À ce propos, de la force incroyable et absolument nécessaire qu’il faut déployer pour essayer de s’affranchir de l’injonction à ce que signifie « d’apparence jolie » pour une femme, mais aussi à propos de seins, voir ou ne pas voir un sein, couvrez ce sein que je ne saurais voir, comparer ses seins, je suis allée voir la semaine dernière une expo présentée par une galerie féministe en résidence à Versailles.

« Marianne(s) », par la Art Girls Gallery.

Ce sont 92 portraits de femmes médiatiques réalisés par la photographe Sylvie Castioni sous le hashtag #JeSuisMarianne, pour réaffirmer les droits fondamentaux de liberté, d’égalité et de justice pour tous et toutes. Par les temps qui courent, hein.

Annelise Stern et Sarah Maurin qui s’occupent de l’expo sont formidables de patience et de générosité. Je suis arrivée quasiment à la fermeture et elles ont quand même pris le temps de tout me montrer et de m’expliquer avec le sourire !
Je vous conseille vraiment d’y aller. L’expo se tient du 17 avril au 4 mai 2025.
Renseignements ici : https://www.artgirls.store/mariannes

 

Portrait de Mathilde par Sylvie Castioni dans l’expo #JeSuisMarianne (avril 2025).

 

J’ai regardé attentivement chacun des 92 portraits de la galerie – avec Annelise et Sarah qui me présentaient chaque photo et racontaient des anecdotes. J’ai prêté attention à ce que je ressentais devant chaque portrait. C’est fou comme, alors que le dispositif artistique est le même pour toutes, la vibration qui se dégage de chaque portrait est différente. Et cette vibration crée une émotion différente aussi chez chaque spectateur·trice en fonction de son histoire personnelle et de là où il·elle en est dans sa vie.
Ainsi, peut-être parce que j’étais justement en train de lire ce livre, Pour Britney, quand j’ai vu la Marianne de Séverine Ferrer (que je ne connais pas du tout), j’ai vu le sourire de Britney.

Et puis il y a Mathilde.

Mathilde par qui j’ai eu connaissance de cette expo.
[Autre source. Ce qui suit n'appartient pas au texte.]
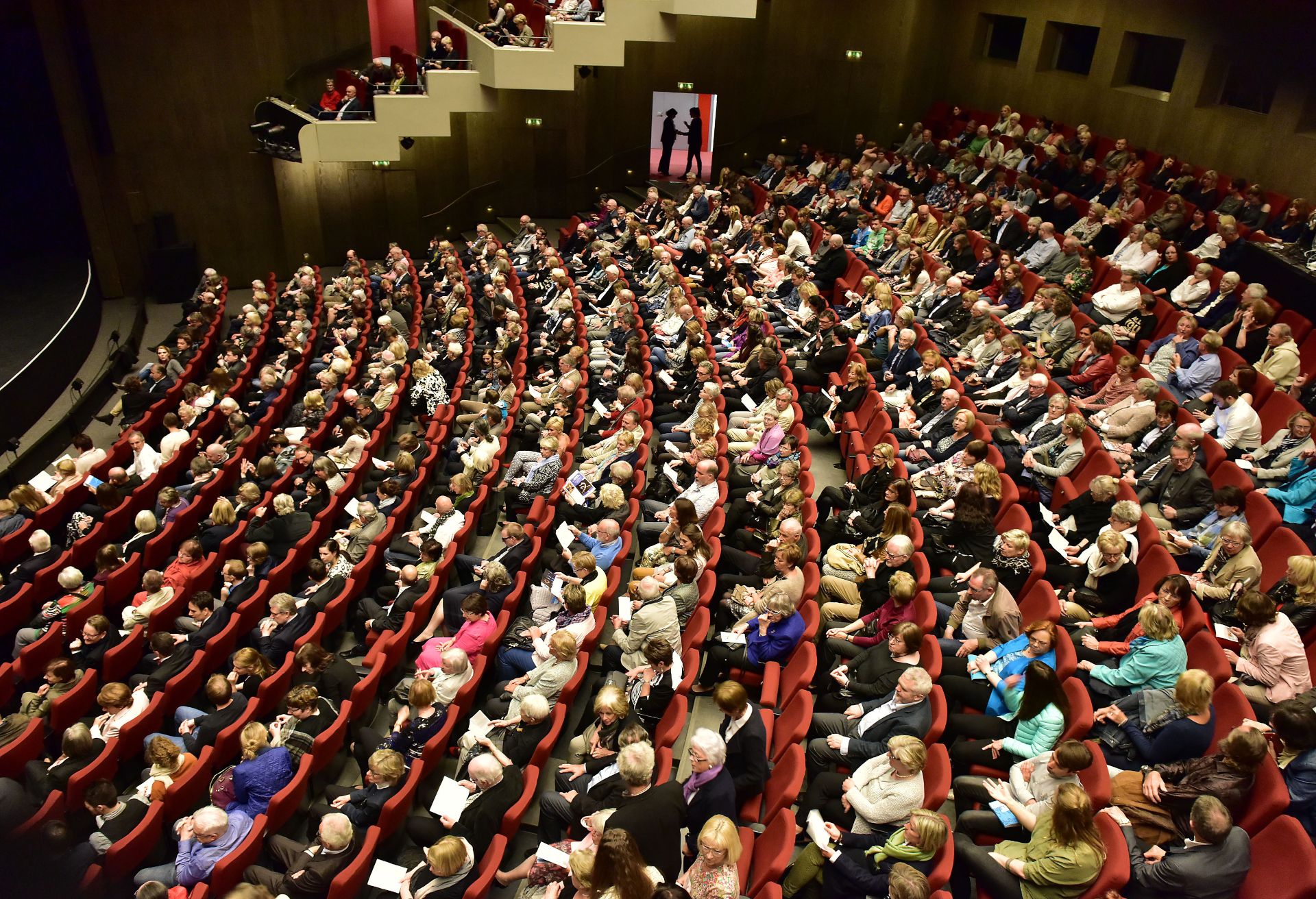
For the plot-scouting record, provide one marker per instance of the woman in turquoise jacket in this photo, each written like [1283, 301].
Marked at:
[1031, 727]
[1153, 663]
[1298, 495]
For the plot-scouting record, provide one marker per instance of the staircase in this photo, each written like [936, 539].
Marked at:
[494, 69]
Mathilde qui est, de loin, le portrait le plus puissant des 92 que j’ai vus. Parce qu’il émane d’elle cette force qui résonne en moi, cette force d’émancipation que j’appelle à résonner en moi.
Dans cette photo de Mathilde, je vois la liberté d’être qui on veut, dès lors qu’on parvient à sortir de ce jeu auquel on n’a pas choisi de jouer et dans lequel on ne peut pas gagner.

Ça ne veut pas dire rejeter en bloc tous les attributs traditionnellement associés à la féminité et ne plus jamais se maquiller, ne plus jamais porter de robe, de talons hauts ou de décolleté plongeant, mais ça veut dire être libre de pouvoir le faire en dehors du male gaze.
Le faire pour soi, quand on en a envie, pour jouer, pour expérimenter, pour la joie.

Pour la joie, voilà.

La joie du corps quand on le ressent de l’intérieur. Cette énergie joyeuse qui monte en soi quand on n’a plus peur – peur de n’être pas assez mince, pas assez jolie, pas assez désirée, pas assez aimée. C’est pour ça que dans mon top 3 de ces portraits, il y a aussi Claudia Tabgo et Sophia Antoine (que je ne connaissais pas mais qui m’a fait penser à mon amie Émilie).
Pour la joie.

 

Quand Britney Spears s’est rasé la tête, le 16 février 2007.

 

Et Britney ?

J’ai hésité à relayer ici cette photo volée par des paparazzi, arrachée et reproduite des millions de fois, cette photo qui a été tant commentée dans les médias, qu’on a sous-titrée par Britney pète les plombs. Finalement je la mets pour l’honorer, pour rendre hommage au geste de Britney Spears tellement moi ça me met en colère qu’on fasse passer pour folle une femme après lui avoir fait subir ce qui rendrait dingue n’importe qui. Ça me fout tellement la rage que moi aussi je deviens folle quand je dois parler de situations comme ça, comme à chaque fois que je vois, que j’entends, qu’on fait passer une femme pour folle – ce vieux clou usé de la domination patriarcale.

On est des millions.

L’histoire de Britney Spears est emblématique de la société malade dans laquelle tous et toutes on est emporté·es et qui brise les femmes. De la petite fille blanche et blonde qu’on formate pour être un pur produit commercial, une pompe à fric l’écolière à qui on intime de la jouer sexy mais qui doit surtout rester sage et raconter aux journalistes libidineux qu’elle est vierge et qu’elle attend son prince charmant, et puis après, le jour où la jeune fille décide d’arrêter de faire semblant qu’elle ne comprend pas comment on l’utilise et qu’elle revendique son propre désir, alors là ooops non non non ça c’est mal, très très mal, parce que ce qui fait vendre plusse que tout, c’est l’imagerie de la jeune fille pure et vertueuse, objet sexuel malgré elle, lolita, objet de fantasmes, désirée mais surtout pas désirante sinon, la pute.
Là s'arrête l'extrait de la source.